Alena Schiappacasse: Yeah.
Nita June: Which kind of brings me to my next question. While at Bard you, and correct me if I’m wrong here, you majored in film, right? Or focused on film, depending on how Bard puts it.
Alena Schiappacasse: Yeah. I actually ended up getting a degree in developmental economics, which was where my passion started in Cambodia, at the NGO. And I really wanted to take a deep dive into wealth inequality and economic systems. But my main passion really, was always photography and film. And my father, before he ended up in Waldorf education, he was a filmmaker and always had film cameras lying around. So I tinkered with them as a child. And when I went to college, I was like, “Dad, I’m going to study film.” And he was like, “Absolutely not.” And not in like a, “You can’t do that. I’m your dad,” way. It was like, we just couldn’t really afford to have the additional of the film program, which was more in material costs and all these different things.
So I kind of made a deal. I was like, “Listen, I have this passion for developmental economics, developmental societies, cultures in development, and I’d love to learn about that. But I also really want to be able to look at developmental economics through the lens as a documentarian, as a filmmaker. And I want to learn about that as much as I possibly can. So I will have a focus in documentary film. I’ll learn about cameras. I’ll learn about telling stories in a documentary format with my economics degree.”
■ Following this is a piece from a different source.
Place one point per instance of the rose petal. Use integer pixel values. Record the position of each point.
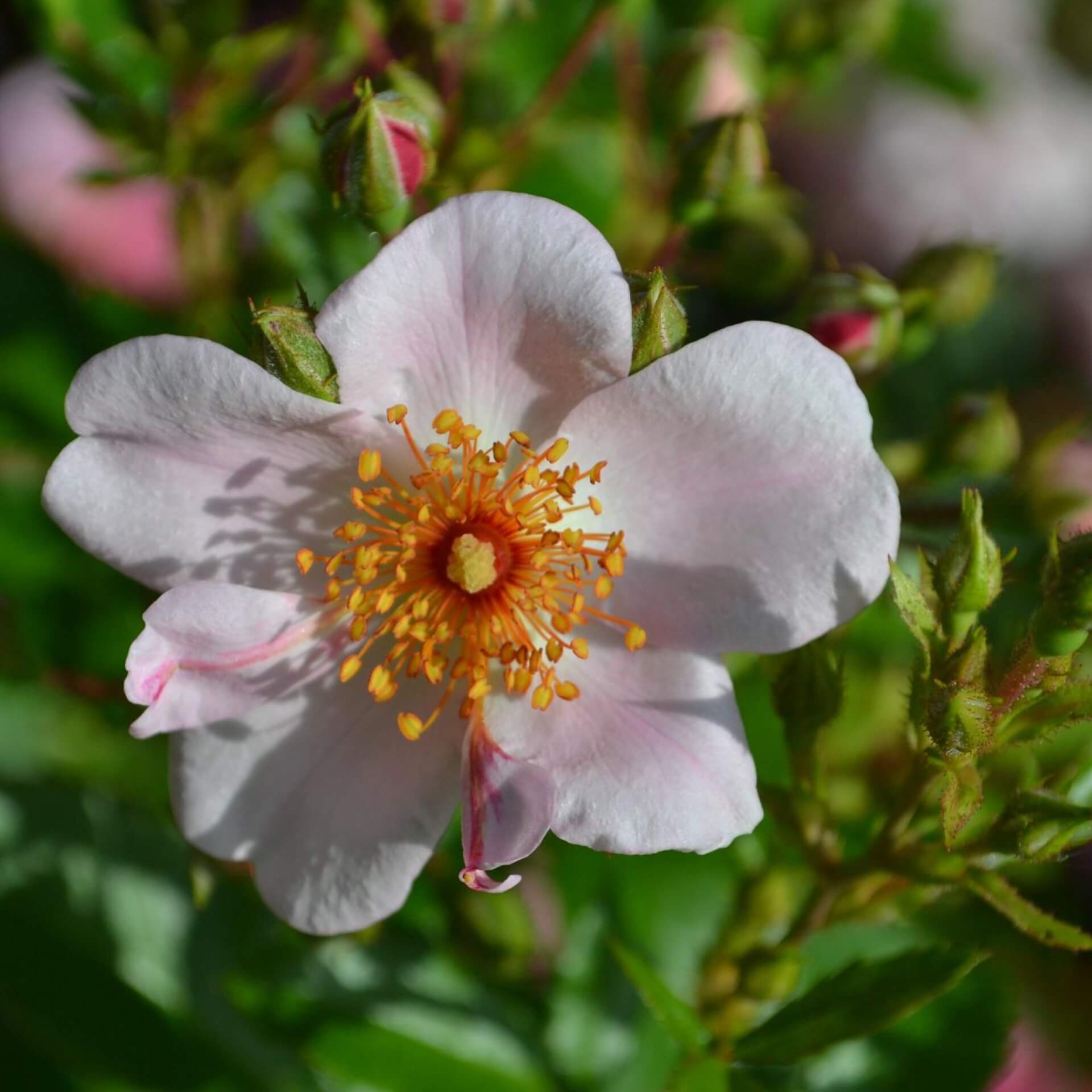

Nita June: Awesome. That sounds phenomenal. Wow. And so with this gap year, so when you entered your time at Bard, did you feel like you were more ready? Was that transition hard, to come back after the gap year? And just in general, that freshman year can be tough. It’s a new system, it’s a new culture. How was that for you?
Alena Schiappacasse: That’s a really great question. I think that that is something that a lot of people don’t really think about when they take a gap year. When I originally went into my gap year, I was like, “Oh, this is going to be something that makes me more interesting of a human. And I can go into my studies at college with like a more diverse understanding of the world and I can apply that to my studies.” But instead, I kind of felt when I arrived at college, alienated, I think alienated by my broader understanding of the world, in a way. And I think definitely, that had to do with me. But I think part of it was also that I was so enthusiastic about being out in the world, that kind of coming back in and having to sit and study and learn from that perspective, was difficult for me.
And I was never really like the best student. I was always kind of just somebody who really, really wanted all of the hands on that Waldorf education gave me. That was where I thrived. So getting into college and also throwing myself into an economics course, which is also something that didn’t align with my skills coming out of high school. I was really bad at math. Like science, I couldn’t even do it. I don’t even know how I got through math in high school. And kind of got thrown into this place where I had to really focus on learning this new language that takes a lot of focus and a lot of concentration.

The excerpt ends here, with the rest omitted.